Le jour suivant, nous sommes arrivés à Stavanger, une ville du sud-ouest de la Norvège. Notre navire avait évidemment été nommé en son honneur. C'était une ville agréable et nous avons joué les touristes avec plaisir. Le jour suivant, nous avons poursuivi notre route vers le nord pour atteindre Bergen, le deuxième port en importance de la Norvège. Nous avons pu de nouveau passer la journée à terre et nous avons sans tarder exploré ce vieux port hanséatique et les environs avec leurs montagnes spectaculaires. Finalement, ce soir-là, nous avons quitté l'Europe continentale. Il y avait un sentiment d'excitation dans l'air parce que la plupart des passagers étaient des émigrants comme nous en route vers le Canada et les États-Unis et beaucoup d'entre nous ne s'étaient probablement pas rendu compte à ce moment-là qu'ils coupaient les ponts et que les difficultés d'adaptation à une nouvelle vie les attendaient au-delà de l'océan alors que disparaissait la côte norvégienne. Je suis certain que mes parents ont dû y penser, même s'ils étaient réconfortés à l'idée que mon oncle Erik serait là pour nous accueillir et que nous pourrions profiter de son expérience. Ce n'était pas le cas pour un de nos compagnons de voyage, un conducteur de tramway de Copenhague. Il s'en allait jusqu'à Vancouver avec sa femme et ses cinq jeunes enfants. Il a raconté à mon père qu'il ne connaissait personne là-bas et que sa seule expérience de travail était comme conducteur de tramway. Je me suis toujours demandé comment lui et sa considérable famille s'étaient débrouillés pour survivre au tout début, surtout que personne ne parlait un mot d'anglais.

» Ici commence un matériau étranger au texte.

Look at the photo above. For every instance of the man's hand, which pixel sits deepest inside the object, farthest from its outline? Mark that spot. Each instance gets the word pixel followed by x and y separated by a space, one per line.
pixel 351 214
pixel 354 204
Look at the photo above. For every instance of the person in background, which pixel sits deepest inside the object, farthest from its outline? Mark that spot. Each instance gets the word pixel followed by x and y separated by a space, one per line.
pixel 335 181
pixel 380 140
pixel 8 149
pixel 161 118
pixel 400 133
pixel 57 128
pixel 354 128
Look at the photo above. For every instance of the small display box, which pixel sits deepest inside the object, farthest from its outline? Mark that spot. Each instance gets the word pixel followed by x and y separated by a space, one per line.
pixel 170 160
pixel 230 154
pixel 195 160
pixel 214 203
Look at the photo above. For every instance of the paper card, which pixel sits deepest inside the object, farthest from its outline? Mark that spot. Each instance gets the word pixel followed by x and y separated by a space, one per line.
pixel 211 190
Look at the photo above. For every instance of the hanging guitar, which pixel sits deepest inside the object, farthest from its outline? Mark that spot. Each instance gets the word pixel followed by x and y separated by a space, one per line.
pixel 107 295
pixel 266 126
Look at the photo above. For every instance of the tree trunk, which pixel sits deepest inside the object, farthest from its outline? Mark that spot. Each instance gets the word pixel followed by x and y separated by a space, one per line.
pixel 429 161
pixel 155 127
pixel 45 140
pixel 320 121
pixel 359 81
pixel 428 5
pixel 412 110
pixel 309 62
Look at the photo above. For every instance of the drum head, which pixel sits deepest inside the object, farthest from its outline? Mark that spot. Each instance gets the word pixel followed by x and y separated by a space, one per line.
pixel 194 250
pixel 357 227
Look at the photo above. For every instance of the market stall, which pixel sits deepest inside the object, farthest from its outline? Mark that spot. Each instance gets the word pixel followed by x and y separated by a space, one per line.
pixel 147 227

Notre départ d'Europe a été célébré avec un gros buffet, mon premier festin de ce genre. J'étais totalement dépassé par la quantité de nourriture et sa qualité et j'ai perdu tout contrôle quand je suis arrivé à la grande table avec mon assiette vide. La première chose sur la table qui m'a attiré a été un tas impressionnant de petits pois sucrés. Je me suis servi avec enthousiasme une grande quantité de ces petits pois. Ça ne laissait pas beaucoup de place pour quoi que ce soit d'autre, mais cela ne me préoccupait pas beaucoup étant donné qu'on m'avait dit que je pourrais faire plus d'un voyage à la table du buffet. Je me suis bien sûr fatigué des pois et je m'apprêtais à retourner à la table du buffet en laissant au serveur le soin d'enlever mon assiette avec son surplus de pois, comme je l'avais vu faire pour les autres passagers. Toutefois, cette manœuvre a échoué à cause du sens aigu du savoir-vivre de ma mère qui a insisté pour que je mange ce qu'il y avait dans mon assiette avant d'aller chercher quelque chose d'autre. Je l'ai écoutée mais après avoir mangé des centaines de ces petites boules vertes, j'avais un peu mal au cœur et je ne me sentais pas du tout prêt à savourer d'autres mets délicats. Le fait que nous étions maintenant en haute mer et que le mouvement du navire semblait donner vie à la multitude de petits pois dans mon estomac n'aidait pas. Une sortie rapide jusqu'au bastingage leur a fait plaisir et je leur ai rendu la liberté dans la mer de Norvège. J'ai vite eu le pied marin, mais mon père qui était tellement sujet au mal des transports qu'il ne pouvait même pas prendre l'autobus, a commencé à se sentir mal au cours de la soirée. Il a vite été, lui aussi, victime du mouvement du navire. Ma mère, au contraire, n'a eu aucun problème durant tout le voyage, probablement un cadeau de son père qui avait été dans la Marine danoise pendant un certain temps.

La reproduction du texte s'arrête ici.